Hey Randal..unfortunately I can't help with your current prob but if you don't mind could you give me a rough estimate on how much it costs (US) to get the necessary parts for a power window conversion. I'm talking second-hand obviously from one of those salvage yards or parts yards.

I'm talking about the switches /w harness, motors and regulators. Panels aren't an issue but I guess it can't hurt to get an estimate there either.

Safe man.


----------



## Randall (Jan 30, 2003)

Naemus, I can check it out for you since this weekend I probably will be looking through some of the scrapyards here to see if I can get some seats from the B13 GTS.

It might be cheaper to get the complete doors and take what you want from them and junk the remainder.
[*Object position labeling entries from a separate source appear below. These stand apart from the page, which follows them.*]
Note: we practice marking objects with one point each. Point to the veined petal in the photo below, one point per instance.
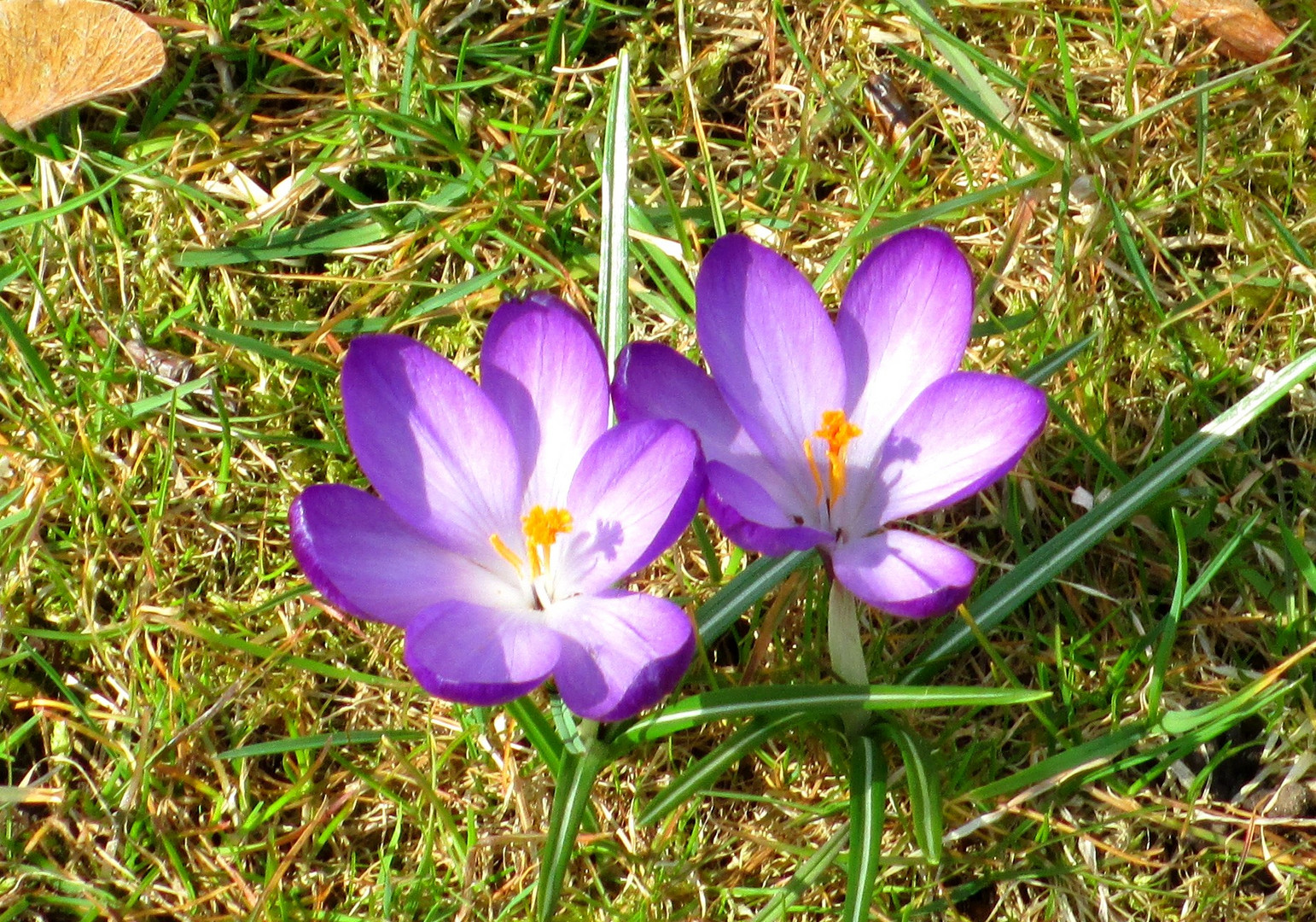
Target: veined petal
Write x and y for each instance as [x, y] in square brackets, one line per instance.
[657, 382]
[772, 348]
[480, 655]
[366, 560]
[636, 492]
[543, 365]
[432, 443]
[961, 435]
[905, 573]
[752, 518]
[905, 322]
[621, 652]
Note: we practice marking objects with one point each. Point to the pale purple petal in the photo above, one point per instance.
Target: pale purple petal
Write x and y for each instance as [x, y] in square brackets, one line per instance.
[962, 434]
[905, 573]
[752, 518]
[370, 563]
[657, 382]
[772, 348]
[480, 655]
[621, 652]
[543, 365]
[636, 492]
[431, 443]
[905, 322]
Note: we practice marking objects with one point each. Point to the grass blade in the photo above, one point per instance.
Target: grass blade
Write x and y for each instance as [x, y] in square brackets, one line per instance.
[815, 701]
[706, 771]
[1037, 569]
[614, 264]
[761, 577]
[570, 800]
[924, 785]
[867, 814]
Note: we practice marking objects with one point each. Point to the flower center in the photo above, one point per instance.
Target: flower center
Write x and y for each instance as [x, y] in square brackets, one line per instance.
[837, 432]
[541, 528]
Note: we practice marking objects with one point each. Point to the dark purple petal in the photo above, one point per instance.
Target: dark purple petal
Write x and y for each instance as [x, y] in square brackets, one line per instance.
[366, 560]
[621, 652]
[543, 366]
[432, 443]
[772, 348]
[905, 323]
[636, 492]
[962, 434]
[657, 382]
[480, 655]
[903, 573]
[752, 518]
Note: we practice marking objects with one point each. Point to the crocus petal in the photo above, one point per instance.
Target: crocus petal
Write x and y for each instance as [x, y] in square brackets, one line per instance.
[543, 366]
[962, 434]
[905, 323]
[772, 348]
[903, 573]
[657, 382]
[621, 652]
[636, 492]
[480, 655]
[752, 518]
[431, 443]
[366, 560]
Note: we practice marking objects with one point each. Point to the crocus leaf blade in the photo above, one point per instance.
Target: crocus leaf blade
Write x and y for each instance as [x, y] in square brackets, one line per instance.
[570, 801]
[1039, 568]
[752, 584]
[867, 812]
[699, 776]
[924, 785]
[614, 264]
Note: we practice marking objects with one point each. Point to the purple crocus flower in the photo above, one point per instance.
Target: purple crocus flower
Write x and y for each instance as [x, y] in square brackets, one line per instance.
[507, 511]
[823, 434]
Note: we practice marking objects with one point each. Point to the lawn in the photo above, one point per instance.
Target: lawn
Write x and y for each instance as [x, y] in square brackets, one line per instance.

A door might run about US$50 each. If you get the complete doors from the yard, most likely you can negotiate with them throw in the harness etc.

Complete doors are easy to find for B13 & B14 Sentras as almost anyone who dealt with the importation of knocked down foreign used vehicles will have loads of them lying around. The price I stated above is the likely price per complete door.

If you know anyone coming to Trini (esp around Carnival time), you can get them to check it out for you. Tell them to ckeck in "The Bamboo" since there is a large concentration of f/u dealers there.


----------



## Naemus (Oct 28, 2002)

Thanks for the feedback man. Timing is everything...few months ago I knew a guy who was going to TT and was getting parts for my cousin's b13... at the time I was strapped for cash (still am now but not as bad).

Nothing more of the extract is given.